Pozdroofka i życze powodzenia
-
mam jeszcze jedno pytanko jak założyć Suwaczek??Wiem wszystko oprócz tego o co chodzi z tym kodem?
-
Lenka!!!
Muszę Cię przywołać do porządku, bo to, co jesz, nie jest dietetyczne!!!
Gdzie warzywa, owoce? Jest lato, dookoła tyle warzywek, owoców=witaminy i mikroelementy potrzebne organizmowi, a ty "wpieprzasz" makaron, bułkę, salami i chleb z masłem? Nawet jeśli jesz tego niewiele, to czy zamiast na przykład 1 plasterka salami nie lepiej zjeść 100g truskawek i dwie morele?
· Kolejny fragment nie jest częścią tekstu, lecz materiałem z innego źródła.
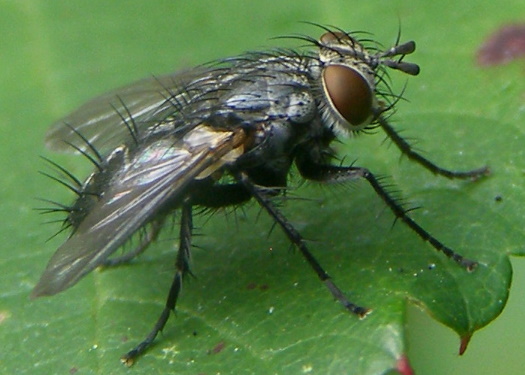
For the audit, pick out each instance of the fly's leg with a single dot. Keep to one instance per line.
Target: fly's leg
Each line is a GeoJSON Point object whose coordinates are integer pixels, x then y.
{"type": "Point", "coordinates": [296, 238]}
{"type": "Point", "coordinates": [407, 150]}
{"type": "Point", "coordinates": [329, 173]}
{"type": "Point", "coordinates": [182, 269]}
{"type": "Point", "coordinates": [151, 235]}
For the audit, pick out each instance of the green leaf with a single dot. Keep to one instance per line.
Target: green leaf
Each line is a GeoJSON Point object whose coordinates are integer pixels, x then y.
{"type": "Point", "coordinates": [256, 307]}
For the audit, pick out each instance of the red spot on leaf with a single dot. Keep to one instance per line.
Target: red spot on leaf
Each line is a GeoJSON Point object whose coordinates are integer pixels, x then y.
{"type": "Point", "coordinates": [464, 343]}
{"type": "Point", "coordinates": [505, 45]}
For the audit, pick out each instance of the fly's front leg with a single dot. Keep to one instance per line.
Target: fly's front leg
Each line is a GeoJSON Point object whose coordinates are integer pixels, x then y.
{"type": "Point", "coordinates": [182, 269]}
{"type": "Point", "coordinates": [407, 150]}
{"type": "Point", "coordinates": [329, 173]}
{"type": "Point", "coordinates": [296, 238]}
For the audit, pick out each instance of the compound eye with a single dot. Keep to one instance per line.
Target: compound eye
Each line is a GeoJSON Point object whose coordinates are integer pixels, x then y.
{"type": "Point", "coordinates": [350, 94]}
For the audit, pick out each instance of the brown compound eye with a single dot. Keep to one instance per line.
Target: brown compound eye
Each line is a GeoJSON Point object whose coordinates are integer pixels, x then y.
{"type": "Point", "coordinates": [349, 92]}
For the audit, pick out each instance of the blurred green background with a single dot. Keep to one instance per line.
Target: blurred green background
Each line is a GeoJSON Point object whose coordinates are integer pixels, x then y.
{"type": "Point", "coordinates": [56, 54]}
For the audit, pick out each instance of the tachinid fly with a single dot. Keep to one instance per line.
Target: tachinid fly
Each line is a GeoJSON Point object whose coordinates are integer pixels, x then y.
{"type": "Point", "coordinates": [217, 136]}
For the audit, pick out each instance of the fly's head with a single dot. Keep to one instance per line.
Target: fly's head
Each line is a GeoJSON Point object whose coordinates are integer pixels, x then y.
{"type": "Point", "coordinates": [350, 75]}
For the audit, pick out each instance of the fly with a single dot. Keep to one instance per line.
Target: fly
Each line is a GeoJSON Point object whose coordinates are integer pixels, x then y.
{"type": "Point", "coordinates": [220, 135]}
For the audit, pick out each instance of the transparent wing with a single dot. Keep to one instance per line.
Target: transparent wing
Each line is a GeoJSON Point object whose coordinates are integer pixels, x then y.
{"type": "Point", "coordinates": [102, 120]}
{"type": "Point", "coordinates": [154, 176]}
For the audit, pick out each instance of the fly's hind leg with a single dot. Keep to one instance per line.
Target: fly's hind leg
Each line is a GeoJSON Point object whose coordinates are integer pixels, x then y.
{"type": "Point", "coordinates": [182, 269]}
{"type": "Point", "coordinates": [295, 237]}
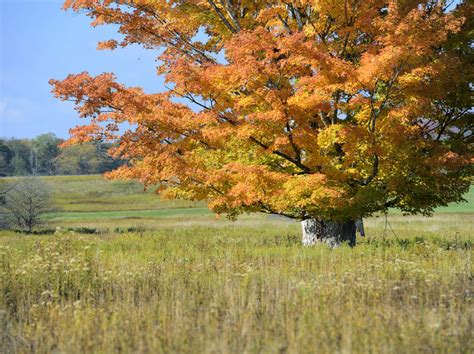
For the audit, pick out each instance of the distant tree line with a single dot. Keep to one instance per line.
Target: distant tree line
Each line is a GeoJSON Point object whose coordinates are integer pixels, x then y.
{"type": "Point", "coordinates": [43, 155]}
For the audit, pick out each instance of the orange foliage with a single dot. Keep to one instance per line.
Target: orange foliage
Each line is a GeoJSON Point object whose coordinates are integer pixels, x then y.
{"type": "Point", "coordinates": [326, 109]}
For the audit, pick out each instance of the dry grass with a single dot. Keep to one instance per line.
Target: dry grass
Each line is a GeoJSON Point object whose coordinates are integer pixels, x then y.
{"type": "Point", "coordinates": [186, 282]}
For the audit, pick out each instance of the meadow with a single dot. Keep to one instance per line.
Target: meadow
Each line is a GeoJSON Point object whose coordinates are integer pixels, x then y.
{"type": "Point", "coordinates": [117, 269]}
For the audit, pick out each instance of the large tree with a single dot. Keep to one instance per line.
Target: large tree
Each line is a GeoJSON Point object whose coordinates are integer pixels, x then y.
{"type": "Point", "coordinates": [324, 111]}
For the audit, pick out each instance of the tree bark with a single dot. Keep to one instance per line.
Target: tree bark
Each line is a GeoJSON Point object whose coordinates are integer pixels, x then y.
{"type": "Point", "coordinates": [329, 232]}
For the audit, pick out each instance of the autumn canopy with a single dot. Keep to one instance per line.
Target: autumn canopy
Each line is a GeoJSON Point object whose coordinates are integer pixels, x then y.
{"type": "Point", "coordinates": [328, 110]}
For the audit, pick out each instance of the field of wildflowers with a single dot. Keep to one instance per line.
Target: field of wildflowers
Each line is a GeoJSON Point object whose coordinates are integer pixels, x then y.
{"type": "Point", "coordinates": [189, 284]}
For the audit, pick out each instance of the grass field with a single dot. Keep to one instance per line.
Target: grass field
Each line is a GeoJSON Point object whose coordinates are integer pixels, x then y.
{"type": "Point", "coordinates": [167, 276]}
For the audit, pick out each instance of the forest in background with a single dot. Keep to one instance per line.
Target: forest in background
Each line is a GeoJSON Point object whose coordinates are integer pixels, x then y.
{"type": "Point", "coordinates": [44, 155]}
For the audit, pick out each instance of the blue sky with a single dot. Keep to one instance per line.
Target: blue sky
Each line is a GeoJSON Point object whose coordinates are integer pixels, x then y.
{"type": "Point", "coordinates": [40, 41]}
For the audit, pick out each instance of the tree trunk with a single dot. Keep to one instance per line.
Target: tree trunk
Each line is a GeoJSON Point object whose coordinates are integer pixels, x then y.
{"type": "Point", "coordinates": [329, 232]}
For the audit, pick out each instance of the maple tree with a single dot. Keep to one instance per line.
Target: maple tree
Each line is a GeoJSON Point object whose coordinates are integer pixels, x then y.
{"type": "Point", "coordinates": [324, 111]}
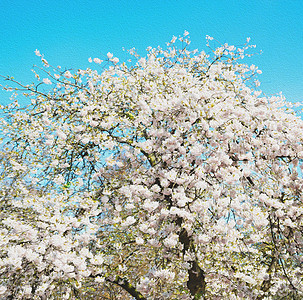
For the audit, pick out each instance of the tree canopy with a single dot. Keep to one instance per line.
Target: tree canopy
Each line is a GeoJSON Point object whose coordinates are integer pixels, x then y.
{"type": "Point", "coordinates": [170, 177]}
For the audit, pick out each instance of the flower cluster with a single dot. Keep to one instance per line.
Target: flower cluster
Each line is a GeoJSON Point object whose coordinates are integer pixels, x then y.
{"type": "Point", "coordinates": [172, 177]}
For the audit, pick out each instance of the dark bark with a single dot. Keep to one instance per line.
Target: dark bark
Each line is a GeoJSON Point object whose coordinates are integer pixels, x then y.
{"type": "Point", "coordinates": [127, 287]}
{"type": "Point", "coordinates": [196, 279]}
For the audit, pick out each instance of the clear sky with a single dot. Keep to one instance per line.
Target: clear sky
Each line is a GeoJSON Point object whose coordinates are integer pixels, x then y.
{"type": "Point", "coordinates": [68, 32]}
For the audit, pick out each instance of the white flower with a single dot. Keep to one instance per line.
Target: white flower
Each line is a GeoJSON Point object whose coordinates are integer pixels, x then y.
{"type": "Point", "coordinates": [97, 60]}
{"type": "Point", "coordinates": [115, 60]}
{"type": "Point", "coordinates": [171, 241]}
{"type": "Point", "coordinates": [2, 289]}
{"type": "Point", "coordinates": [68, 74]}
{"type": "Point", "coordinates": [46, 81]}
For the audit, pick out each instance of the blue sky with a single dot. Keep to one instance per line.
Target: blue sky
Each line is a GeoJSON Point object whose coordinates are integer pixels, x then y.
{"type": "Point", "coordinates": [68, 32]}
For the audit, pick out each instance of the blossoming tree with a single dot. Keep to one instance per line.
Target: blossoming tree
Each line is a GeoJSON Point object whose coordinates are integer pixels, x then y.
{"type": "Point", "coordinates": [172, 177]}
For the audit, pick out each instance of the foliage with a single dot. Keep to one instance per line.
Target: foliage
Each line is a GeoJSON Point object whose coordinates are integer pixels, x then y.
{"type": "Point", "coordinates": [172, 177]}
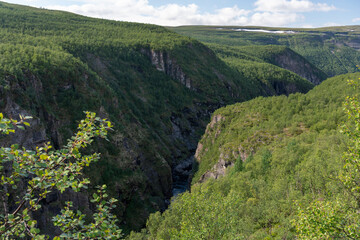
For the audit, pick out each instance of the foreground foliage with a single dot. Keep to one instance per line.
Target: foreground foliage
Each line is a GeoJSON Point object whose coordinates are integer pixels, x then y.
{"type": "Point", "coordinates": [337, 217]}
{"type": "Point", "coordinates": [46, 170]}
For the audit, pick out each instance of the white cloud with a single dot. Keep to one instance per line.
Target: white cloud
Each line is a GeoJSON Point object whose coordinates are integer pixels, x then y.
{"type": "Point", "coordinates": [274, 19]}
{"type": "Point", "coordinates": [291, 6]}
{"type": "Point", "coordinates": [265, 13]}
{"type": "Point", "coordinates": [168, 15]}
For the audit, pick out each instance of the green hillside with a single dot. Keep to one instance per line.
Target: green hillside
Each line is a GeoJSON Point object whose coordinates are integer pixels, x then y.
{"type": "Point", "coordinates": [277, 150]}
{"type": "Point", "coordinates": [333, 50]}
{"type": "Point", "coordinates": [156, 86]}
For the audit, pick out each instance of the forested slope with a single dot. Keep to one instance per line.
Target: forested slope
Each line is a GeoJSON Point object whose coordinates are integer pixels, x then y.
{"type": "Point", "coordinates": [276, 151]}
{"type": "Point", "coordinates": [334, 50]}
{"type": "Point", "coordinates": [156, 86]}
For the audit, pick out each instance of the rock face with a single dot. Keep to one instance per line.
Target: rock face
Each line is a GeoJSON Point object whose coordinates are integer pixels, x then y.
{"type": "Point", "coordinates": [165, 63]}
{"type": "Point", "coordinates": [299, 65]}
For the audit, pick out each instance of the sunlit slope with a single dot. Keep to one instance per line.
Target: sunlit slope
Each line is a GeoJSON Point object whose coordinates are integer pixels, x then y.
{"type": "Point", "coordinates": [277, 150]}
{"type": "Point", "coordinates": [334, 50]}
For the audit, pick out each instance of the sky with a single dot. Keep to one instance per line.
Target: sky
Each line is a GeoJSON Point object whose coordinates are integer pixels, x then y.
{"type": "Point", "coordinates": [272, 13]}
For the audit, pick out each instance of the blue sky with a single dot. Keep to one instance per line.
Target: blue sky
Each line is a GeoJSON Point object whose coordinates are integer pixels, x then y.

Jedząc tyle węglowodanów, tj chleba, makaronów i to w połączeniu z białkiem i tłuszczem nie schudniesz tak, jakbyś chciała!
jak założyć tickerek - instrukcje znajdziesz klikając tutaj.
Pozdrówka!!!
-
Ammy Lee też mi strasznie głupio ale nie mam w domu ŻADNYCH owoców.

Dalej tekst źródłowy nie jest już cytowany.